1.医療費控除の概要
医療費控除とは、その年の1月1日から12月31日までの間に病気やケガなどで自分や生計を一にする家族が治療を受け、一定額を超える医療費を支払った場合において、その医療費の額を基に計算された所得控除額(最高200万円まで)を所得から差し引けるものです。
医療費控除の申告の流れとして、まず集めた領収書が医療費控除の対象かどうか判断し、「医療費控除の明細書」に記入して医療費控除額を計算します。申告書を作成しましたら、確定申告書は所轄税務署に提出するか、電子申告(e-tax)にて申告して下さい。
■対象期間と申告期限
2021年の確定申告期間は、原則どおり2021年2月16日(火)~2021年3月15日(月)までとなっております。「還付申告」であれば、1月から5年間申告ができますので2020年分は、2021年の1月1日から2025年の12月末日まで5年間、提出することができます。
2.セルフメディケーション税制のご案内
セルフメディケーション税制とは、健康の保持増進及び疾病の予防として、予防接種や会社の定期健康診断を受診している等一定の取組を行っている方が、その年中に自分や生計を一にする家族に12,000円以上の対象医薬品を購入した場合に、所得控除(通常の医療費控除との選択適用)を受けることができる制度です。上限は8万8,000円までです。
対象医薬品は、医師によって処方される医薬品(医療用医薬品)から、薬局やドラッグストア等で購入できる医薬品に転用された医薬品(スイッチOTC医薬品)とされており、厚生労働省のホームページや医薬品のパッケージ、レシート・領収書から確認することが出来ます。
10万円以上でようやく申請できる従来の医療費控除と違い、対象になる方も多いので、これまで医療費控除をしたことがなかった方も是非活用してみてはいかがでしょうか。
■参考:厚生労働省(セルフメディケーション税制について)
https://www.mhlw.go.jp/stf/seisakunitsuite/bunya/0000124853.html
3.新型コロナウイルス関連の医療費の注意点
令和2年分については、自粛要請によるオンライン診療やPCR検査費用等、イレギュラーな医療費もかかっていたかと思います。これらの新型コロナウイルス関連の医療費控除の適用についてご紹介したいと思います。
医療費控除適用となるには下記の2点がポイントとなりますので注意が必要です。
1 医師等による診療や治療のために支払った費用
2 治療や療養に必要な医薬品の購入費用(所得税法73条2項、所得税法施行令207条1項)
■予防のためのマスク購入費用について
→上記の費用に該当しないため、【医療費控除対象外】となります。
■PCR検査費用について
・医師の判断によりPCR検査を受けた場合
→上記の費用に該当するため、【医療費控除の対象】となります。
・「自己の判断」によりPCR検査を受けた場合
→上記のいずれの費用にも該当しないため、【医療費控除対象外】となります。
※ただし、PCR検査の結果、「陽性」であることが判明し、引き続き治療を行った場合には、その検査は、治療に先立って行われる診察と同様に考えることができますので、その場合の検査費用については、医療費控除の対象となります(所得税基本通達73-4参照)
■オンライン診療に係る諸費用について
①オンライン診療料
②オンラインシステム利用料
③処方された医薬品の購入費用
④処方された医薬品の配送料
→①②③医師等による診療や治療のために支払った費用、治療や療養に必要な医薬品の購入に該当するため【医療費控除の対象】となります。
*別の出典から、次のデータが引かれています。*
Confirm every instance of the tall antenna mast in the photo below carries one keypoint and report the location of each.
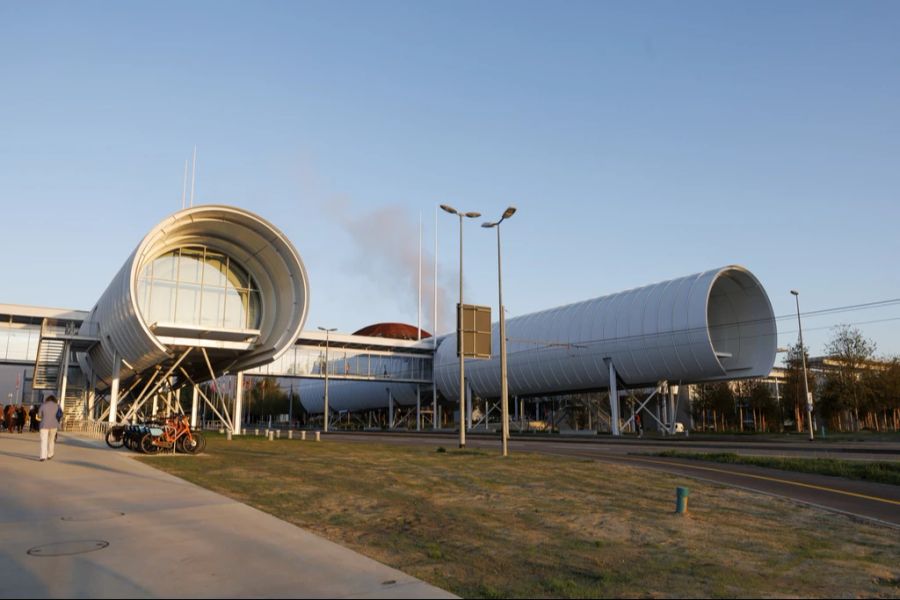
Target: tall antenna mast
(193, 176)
(184, 186)
(434, 325)
(419, 315)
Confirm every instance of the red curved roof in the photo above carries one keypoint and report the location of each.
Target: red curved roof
(396, 331)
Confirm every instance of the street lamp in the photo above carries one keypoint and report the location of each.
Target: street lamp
(462, 347)
(803, 356)
(504, 391)
(327, 331)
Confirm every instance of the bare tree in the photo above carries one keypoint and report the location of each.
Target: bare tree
(851, 353)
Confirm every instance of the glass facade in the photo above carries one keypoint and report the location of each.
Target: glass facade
(352, 364)
(19, 341)
(198, 286)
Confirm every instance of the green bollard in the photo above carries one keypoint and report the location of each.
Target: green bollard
(681, 496)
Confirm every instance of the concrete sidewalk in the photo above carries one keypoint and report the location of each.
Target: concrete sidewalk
(95, 523)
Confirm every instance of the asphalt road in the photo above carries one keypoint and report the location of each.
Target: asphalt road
(862, 499)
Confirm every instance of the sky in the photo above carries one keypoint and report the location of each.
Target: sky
(640, 141)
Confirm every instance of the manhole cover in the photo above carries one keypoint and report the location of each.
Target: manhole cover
(68, 548)
(94, 515)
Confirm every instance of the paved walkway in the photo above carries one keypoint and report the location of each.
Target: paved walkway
(95, 523)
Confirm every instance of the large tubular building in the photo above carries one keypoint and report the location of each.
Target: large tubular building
(711, 326)
(210, 289)
(215, 290)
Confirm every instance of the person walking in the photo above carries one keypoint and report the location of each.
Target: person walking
(49, 426)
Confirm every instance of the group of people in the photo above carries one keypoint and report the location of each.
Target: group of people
(14, 418)
(44, 418)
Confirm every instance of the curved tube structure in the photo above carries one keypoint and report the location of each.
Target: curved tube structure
(715, 325)
(211, 276)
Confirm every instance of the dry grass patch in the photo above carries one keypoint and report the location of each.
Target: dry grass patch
(546, 526)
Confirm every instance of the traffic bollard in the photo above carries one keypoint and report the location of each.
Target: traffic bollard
(681, 496)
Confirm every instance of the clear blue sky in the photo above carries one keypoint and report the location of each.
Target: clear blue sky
(641, 141)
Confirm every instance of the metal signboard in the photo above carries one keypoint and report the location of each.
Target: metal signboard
(476, 331)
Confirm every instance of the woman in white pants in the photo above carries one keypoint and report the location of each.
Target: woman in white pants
(49, 425)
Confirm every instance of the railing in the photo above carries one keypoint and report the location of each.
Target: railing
(95, 429)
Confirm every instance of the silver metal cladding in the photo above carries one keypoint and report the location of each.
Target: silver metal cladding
(715, 325)
(276, 296)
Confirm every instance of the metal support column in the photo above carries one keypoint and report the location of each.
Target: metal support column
(613, 400)
(114, 390)
(238, 403)
(671, 398)
(194, 404)
(92, 398)
(390, 409)
(64, 378)
(468, 406)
→④いずれの費用にも該当しないため【医療費控除対象外】となります。
■参考:国税庁(新型コロナウイルス感染症に関連する税務上の取扱い関係)
https://www.nta.go.jp/taxes/shiraberu/kansensho/faq/04.htm
4.まとめ
以上、医療費控除についての概要と令和2年分のポイントについて紹介させて頂きました。
令和2年分の確定申告につきましても、「医師等の判断によるものであるか?」「治療のために必要な費用か?」という点を参考に医療費控除をご活用いただければと思います。